Remember Enron? That was a happy story for many years…so was Boston Chicken…and Worldcom…and AIG…and Fannie Mae…and Lehman Bros. But these infamous disasters all featured a variety of sad truths in their financial statements, well before disaster struck their stock prices. A handful of insightful short-sellers made some money as these stocks collapsed, but gullible investors simply lost everything…or almost everything.

Accounting chicanery takes many different forms, but it always produces the identical result: deception.

Remember, we’re not talking about lying; we’re talking about not telling the truth. Lying is not usually legal; but not telling the truth is not usually illegal. Let’s consider a bit of chicanery that is unfolding right below our noses at this very moment: Many banks across the country are reporting a drop in non-performing loans (NPLs). That’s usually a sign that credit conditions are improving.

But this time around, falling NPLs sometimes has more to do with accounting games than with credit quality. Some banks are utilizing every accounting mechanism in their toolbox to move lousy loans into a loan category – any loan category – other than “NPL.”

The astute minds at M3 Funds, an investment management firm specializing in bank stocks, provide this worrisome observation:

“Much of the enthusiasm in the bank sector [is] based on perceived signs of a turning point in the credit cycle. However, in many cases, improvement in credit quality is the result of loan modifications, a financial sleight-of-hand tactic that only optically improves credit quality in the near-term.

“A modified loan appears when a bank takes an existing loan on its balance sheet (often one that is no longer paying) and alters the terms to keep the borrower from defaulting. Modifications usually take the form of an extension, temporary below-market interest rate, or an interest-only grace period. They help banks delay collateral repossession, but in doing so only push problems down the road. In past cycles, the re-default rate on modified loans was more than 50%. Despite such a high failure rate, banks utilize modifications, in part, because they instantly improve credit, as most institutions do not classify a modified loan as nonperforming.

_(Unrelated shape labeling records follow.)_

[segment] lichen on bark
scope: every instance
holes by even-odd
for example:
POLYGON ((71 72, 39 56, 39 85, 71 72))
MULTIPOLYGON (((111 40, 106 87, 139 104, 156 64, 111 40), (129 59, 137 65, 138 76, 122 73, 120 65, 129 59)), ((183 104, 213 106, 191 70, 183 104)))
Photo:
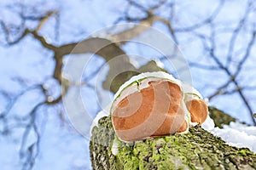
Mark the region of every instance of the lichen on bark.
POLYGON ((133 143, 117 139, 111 118, 92 130, 90 144, 93 169, 255 169, 256 155, 225 144, 200 126, 185 134, 150 138, 133 143), (113 141, 118 154, 112 153, 113 141))

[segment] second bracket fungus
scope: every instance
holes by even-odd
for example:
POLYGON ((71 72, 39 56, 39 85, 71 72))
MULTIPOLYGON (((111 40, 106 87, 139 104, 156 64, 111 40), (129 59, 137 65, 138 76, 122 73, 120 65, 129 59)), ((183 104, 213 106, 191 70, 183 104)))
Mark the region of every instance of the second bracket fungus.
POLYGON ((208 115, 201 95, 165 72, 131 77, 114 96, 110 110, 119 139, 131 142, 149 137, 186 133, 208 115))

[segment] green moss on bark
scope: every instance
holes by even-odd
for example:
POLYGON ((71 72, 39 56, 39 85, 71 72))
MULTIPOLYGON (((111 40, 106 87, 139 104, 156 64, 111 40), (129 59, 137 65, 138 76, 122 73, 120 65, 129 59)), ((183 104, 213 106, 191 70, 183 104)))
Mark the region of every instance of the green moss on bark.
POLYGON ((230 146, 199 126, 186 134, 124 143, 115 137, 110 117, 103 117, 92 130, 90 150, 93 169, 256 168, 256 155, 248 149, 230 146), (113 140, 117 156, 111 150, 113 140))

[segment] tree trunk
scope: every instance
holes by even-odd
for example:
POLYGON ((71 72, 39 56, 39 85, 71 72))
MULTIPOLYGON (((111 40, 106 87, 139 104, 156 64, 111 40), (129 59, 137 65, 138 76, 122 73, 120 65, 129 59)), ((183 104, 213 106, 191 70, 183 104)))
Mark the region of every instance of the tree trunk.
POLYGON ((92 169, 256 169, 253 152, 228 145, 200 126, 185 134, 124 143, 115 136, 110 116, 103 117, 92 130, 90 150, 92 169))

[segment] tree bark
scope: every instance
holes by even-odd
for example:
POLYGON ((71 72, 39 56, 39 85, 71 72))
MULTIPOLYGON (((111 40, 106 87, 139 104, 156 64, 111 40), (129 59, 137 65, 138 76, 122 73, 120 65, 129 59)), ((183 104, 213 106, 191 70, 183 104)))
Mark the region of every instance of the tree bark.
MULTIPOLYGON (((211 115, 212 110, 218 110, 210 108, 211 115)), ((224 123, 230 122, 221 121, 218 125, 224 123)), ((230 146, 200 126, 190 128, 185 134, 124 143, 115 136, 110 116, 103 117, 92 130, 90 150, 92 169, 256 168, 253 152, 230 146), (113 144, 118 146, 115 156, 112 153, 113 144)))

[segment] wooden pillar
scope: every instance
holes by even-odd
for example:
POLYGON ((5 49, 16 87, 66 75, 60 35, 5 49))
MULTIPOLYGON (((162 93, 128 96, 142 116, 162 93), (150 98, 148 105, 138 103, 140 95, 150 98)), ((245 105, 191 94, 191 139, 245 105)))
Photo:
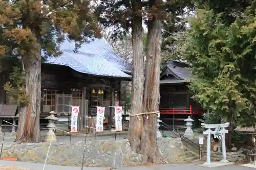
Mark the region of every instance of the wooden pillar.
POLYGON ((81 102, 81 114, 79 116, 79 128, 80 130, 84 129, 86 122, 86 115, 87 115, 86 113, 87 110, 86 109, 86 87, 83 87, 82 89, 82 101, 81 102))
POLYGON ((0 118, 0 133, 3 132, 2 130, 2 126, 3 126, 3 120, 2 119, 2 118, 0 118))
POLYGON ((12 134, 14 135, 15 134, 15 130, 16 130, 16 119, 14 117, 12 118, 12 124, 13 124, 12 125, 12 134))
MULTIPOLYGON (((120 81, 119 84, 119 86, 118 87, 118 101, 119 101, 119 104, 120 104, 120 102, 121 102, 121 95, 122 95, 122 88, 121 88, 121 84, 122 83, 122 81, 120 81)), ((120 106, 120 105, 119 105, 120 106)))

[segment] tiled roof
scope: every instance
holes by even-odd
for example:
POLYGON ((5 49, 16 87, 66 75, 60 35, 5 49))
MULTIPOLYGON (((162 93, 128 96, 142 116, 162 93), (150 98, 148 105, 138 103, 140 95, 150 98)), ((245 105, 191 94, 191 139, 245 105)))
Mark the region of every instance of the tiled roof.
POLYGON ((167 67, 168 72, 172 73, 179 80, 184 80, 189 82, 191 79, 191 71, 187 68, 189 65, 186 63, 177 61, 169 61, 167 67))
POLYGON ((131 78, 131 64, 115 54, 103 38, 84 43, 73 51, 75 43, 66 40, 61 45, 63 54, 48 57, 46 63, 69 66, 80 72, 101 76, 131 78))
POLYGON ((175 84, 189 82, 191 74, 187 67, 190 66, 189 64, 185 63, 169 61, 167 63, 166 67, 161 74, 162 78, 160 80, 160 83, 175 84), (173 76, 173 77, 168 77, 168 75, 173 76), (164 75, 165 76, 163 77, 164 75))

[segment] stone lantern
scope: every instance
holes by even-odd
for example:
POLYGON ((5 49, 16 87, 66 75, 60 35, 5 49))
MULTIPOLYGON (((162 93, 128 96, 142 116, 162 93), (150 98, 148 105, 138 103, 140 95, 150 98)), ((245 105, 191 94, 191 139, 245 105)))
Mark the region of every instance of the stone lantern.
POLYGON ((193 138, 194 137, 194 132, 192 130, 192 123, 194 121, 193 119, 190 118, 190 116, 188 116, 188 118, 184 120, 186 123, 186 126, 187 126, 187 129, 185 131, 185 134, 184 136, 188 138, 193 138))
POLYGON ((159 127, 160 126, 160 123, 162 122, 162 120, 161 120, 159 119, 157 119, 157 138, 162 137, 162 135, 161 134, 161 132, 159 131, 159 127))
POLYGON ((49 121, 48 125, 47 125, 47 128, 49 129, 49 132, 47 132, 45 135, 44 139, 44 141, 46 142, 50 142, 52 139, 52 142, 56 142, 57 141, 56 135, 53 132, 53 130, 56 127, 55 122, 56 120, 58 120, 58 118, 54 116, 54 114, 56 114, 54 111, 51 111, 50 114, 50 116, 45 118, 46 119, 48 119, 49 121))

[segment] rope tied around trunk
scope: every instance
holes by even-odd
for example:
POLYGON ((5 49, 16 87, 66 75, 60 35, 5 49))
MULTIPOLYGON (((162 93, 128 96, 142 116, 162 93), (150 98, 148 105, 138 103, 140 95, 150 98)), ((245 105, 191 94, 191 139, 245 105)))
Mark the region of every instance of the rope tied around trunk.
POLYGON ((137 116, 138 118, 140 120, 141 119, 139 118, 139 116, 142 115, 143 114, 146 114, 146 119, 148 119, 148 116, 147 115, 151 114, 157 114, 157 118, 159 118, 160 117, 160 112, 159 111, 155 111, 154 112, 143 112, 135 114, 129 114, 129 116, 137 116))

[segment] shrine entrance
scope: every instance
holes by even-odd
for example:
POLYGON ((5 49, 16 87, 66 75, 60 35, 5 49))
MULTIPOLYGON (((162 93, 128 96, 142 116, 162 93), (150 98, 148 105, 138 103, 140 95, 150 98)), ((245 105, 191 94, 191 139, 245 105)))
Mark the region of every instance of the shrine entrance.
POLYGON ((231 164, 233 163, 229 162, 227 160, 226 153, 226 141, 225 140, 225 134, 228 133, 228 130, 225 128, 227 128, 229 123, 223 124, 201 124, 202 127, 207 129, 203 132, 204 135, 207 135, 207 150, 206 150, 206 162, 203 164, 204 166, 215 167, 231 164), (210 144, 211 135, 214 135, 215 138, 221 139, 221 149, 222 150, 222 160, 220 162, 211 162, 210 161, 210 144))

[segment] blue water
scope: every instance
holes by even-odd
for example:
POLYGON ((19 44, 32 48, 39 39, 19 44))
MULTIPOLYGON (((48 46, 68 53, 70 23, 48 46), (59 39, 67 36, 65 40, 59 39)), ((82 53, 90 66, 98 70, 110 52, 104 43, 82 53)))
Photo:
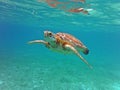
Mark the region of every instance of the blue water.
POLYGON ((88 0, 90 15, 44 0, 0 0, 0 90, 120 90, 120 1, 88 0), (43 31, 66 32, 90 50, 84 58, 52 52, 43 31))

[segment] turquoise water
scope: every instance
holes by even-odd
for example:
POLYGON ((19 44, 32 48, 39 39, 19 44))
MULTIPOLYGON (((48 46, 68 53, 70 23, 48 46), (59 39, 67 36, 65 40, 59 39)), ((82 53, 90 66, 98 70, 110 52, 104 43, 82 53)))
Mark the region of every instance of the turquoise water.
POLYGON ((0 0, 0 90, 120 90, 120 1, 88 0, 90 15, 51 8, 44 0, 0 0), (90 50, 52 52, 27 42, 43 31, 67 32, 90 50))

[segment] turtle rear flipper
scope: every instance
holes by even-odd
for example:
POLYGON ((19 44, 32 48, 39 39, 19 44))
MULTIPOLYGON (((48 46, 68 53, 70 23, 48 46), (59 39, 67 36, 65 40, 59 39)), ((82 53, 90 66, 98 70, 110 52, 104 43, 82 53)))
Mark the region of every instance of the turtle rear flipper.
POLYGON ((91 69, 93 68, 79 53, 78 51, 71 45, 66 44, 64 45, 64 48, 69 48, 71 51, 73 51, 85 64, 87 64, 91 69))

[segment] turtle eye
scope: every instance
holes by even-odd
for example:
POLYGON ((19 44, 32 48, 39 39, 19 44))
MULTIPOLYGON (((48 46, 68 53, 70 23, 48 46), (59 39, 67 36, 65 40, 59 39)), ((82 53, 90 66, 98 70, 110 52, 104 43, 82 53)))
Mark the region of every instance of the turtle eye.
POLYGON ((52 33, 49 33, 49 36, 51 37, 51 36, 52 36, 52 33))

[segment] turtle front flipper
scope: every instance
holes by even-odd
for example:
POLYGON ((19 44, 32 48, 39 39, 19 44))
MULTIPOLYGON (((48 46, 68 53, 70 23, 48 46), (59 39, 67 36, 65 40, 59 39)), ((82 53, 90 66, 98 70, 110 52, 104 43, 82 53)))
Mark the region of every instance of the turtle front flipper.
POLYGON ((79 53, 78 51, 71 45, 66 44, 64 45, 65 48, 69 48, 71 51, 73 51, 85 64, 87 64, 91 69, 93 68, 79 53))
POLYGON ((44 40, 34 40, 34 41, 29 41, 28 42, 28 44, 35 44, 35 43, 44 44, 46 46, 49 46, 49 43, 44 41, 44 40))

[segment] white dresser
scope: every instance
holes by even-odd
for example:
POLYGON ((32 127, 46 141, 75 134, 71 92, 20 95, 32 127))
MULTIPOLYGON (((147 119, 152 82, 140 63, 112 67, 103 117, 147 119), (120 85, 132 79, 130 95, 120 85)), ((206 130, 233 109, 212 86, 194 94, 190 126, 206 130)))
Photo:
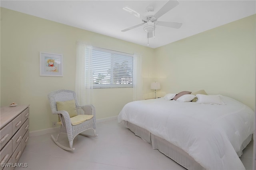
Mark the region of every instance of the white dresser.
POLYGON ((0 170, 24 167, 17 162, 29 137, 29 105, 2 107, 0 112, 0 170))

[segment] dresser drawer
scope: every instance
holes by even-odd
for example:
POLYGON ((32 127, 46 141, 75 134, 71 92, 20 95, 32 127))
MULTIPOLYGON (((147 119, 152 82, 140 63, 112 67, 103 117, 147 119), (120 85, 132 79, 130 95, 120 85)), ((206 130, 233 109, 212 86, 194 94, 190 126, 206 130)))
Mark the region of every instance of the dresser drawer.
MULTIPOLYGON (((12 140, 7 143, 1 151, 0 151, 0 158, 1 158, 0 164, 5 164, 7 162, 11 157, 12 153, 12 140)), ((2 170, 4 168, 2 166, 0 166, 0 169, 2 170)))
POLYGON ((21 143, 18 145, 18 147, 16 148, 16 150, 14 151, 12 155, 12 164, 14 165, 17 163, 18 161, 20 159, 20 156, 21 156, 21 143))
POLYGON ((22 139, 22 137, 24 134, 22 133, 24 131, 22 129, 20 129, 17 132, 17 133, 12 138, 12 152, 16 149, 17 146, 20 144, 20 143, 21 142, 22 139))
POLYGON ((12 124, 11 122, 0 130, 0 150, 4 148, 12 136, 12 124))
POLYGON ((29 116, 29 108, 28 108, 24 110, 21 114, 22 118, 21 121, 22 123, 23 123, 28 118, 29 116))
POLYGON ((25 134, 25 135, 22 138, 22 140, 21 141, 21 151, 23 152, 25 147, 28 143, 28 138, 29 138, 29 130, 28 130, 27 132, 25 134))
POLYGON ((15 118, 12 121, 13 135, 15 134, 15 132, 17 132, 22 124, 21 122, 21 116, 22 114, 20 114, 19 116, 15 118))
POLYGON ((22 129, 22 130, 23 131, 22 133, 23 135, 22 136, 24 136, 24 134, 27 131, 28 128, 29 128, 29 119, 27 119, 26 121, 25 122, 25 123, 22 124, 20 129, 22 129))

“Nowhere was this practice more evident than in the regional bank space…SunTrust Banks (STI) reported a 2.5% decline in non-performing loans (‘NPLs’) for the fourth quarter, and many analysts were quick to anoint this second consecutive quarter of improvement as an inflection point in the credit cycle. Consider though, that over the past two quarters, NPLs have declined by $101mm, but modified loans increased by $716mm! Still, shares of STI increased by 20% in January, despite losing $245 million for the quarter. TCF Financial (TCB) and Zions Bancorp (ZION) reported similar trends: modest increases in NPLs coupled with dramatically higher loan modifications…

“With negative trends in commercial loan quality beginning to develop and loan modifications being used as a temporary crutch, we believe the banking sector is still facing meaningful credit losses over the upcoming years…”

Beat the rush; sell bank stocks now.